Un petit air de déjà-vu…

Attention gentil lecteur, dans les paragraphes suivants je spoilerise un max.

Je m’étais dit : chouette, un film avec George dedans, courrons-y! Il arrive déjà à nous donner envie de nous taper une cafetière alors, imaginez, dans un film ENTIER!

Mal m’en a pris.

Ici George joue au con. Mais il reste sensuel, attention. Cependant, et c’est bien dommage, le film est a son image : consensuel.

Le George con est donc con. Il n’a rien compris à la vie parce qu’il ne veut pas d’attaches, pas de famille, pas de maison, il veut être libre mais il n’a pas compris qu’il s’aveugle et en plus, son boulot de gros con, c’est de virer des gens.

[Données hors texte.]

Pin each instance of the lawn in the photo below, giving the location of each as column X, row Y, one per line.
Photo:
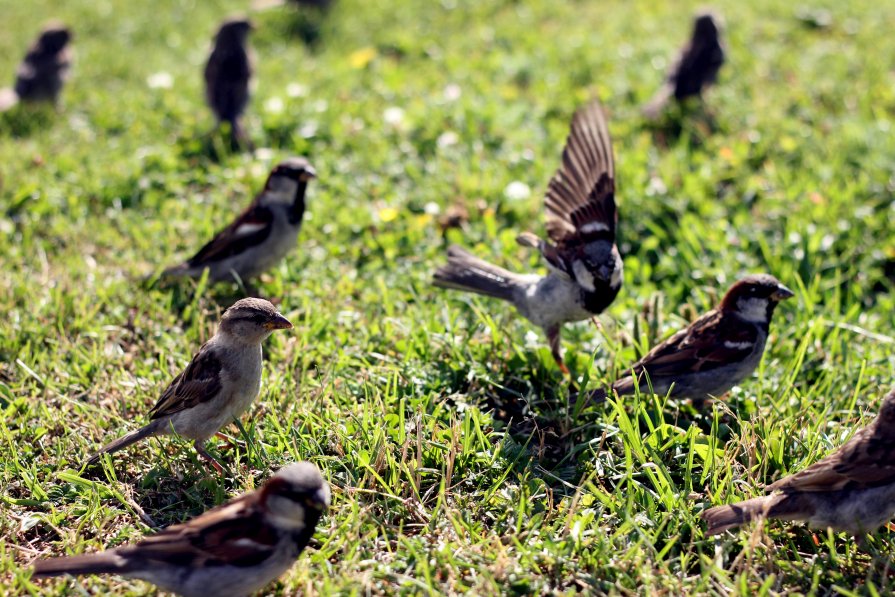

Mais alors, oh surprise-qu’elle-est-grande, la révélation va lui tomber dessus, par la bouche de son assistante coincée, encore si jeune, mais qui du haut de son inexpérience (et de sa rupture par sms), nous sort de vraies vérités vraies qui ouvrent les yeux. C’est convenu x mille, au moins. Du coup, paf: George le beau se réveille. Il veut la famille, la maison, et pourquoi pas inclus dans le pack une clôture blanche et un golden retriever qui s’ébroue sur la pelouse. Oui, George est prêt. Il fait même un pas en avant, il s’autorise à rêver, à se dire que lui aussi, finalement…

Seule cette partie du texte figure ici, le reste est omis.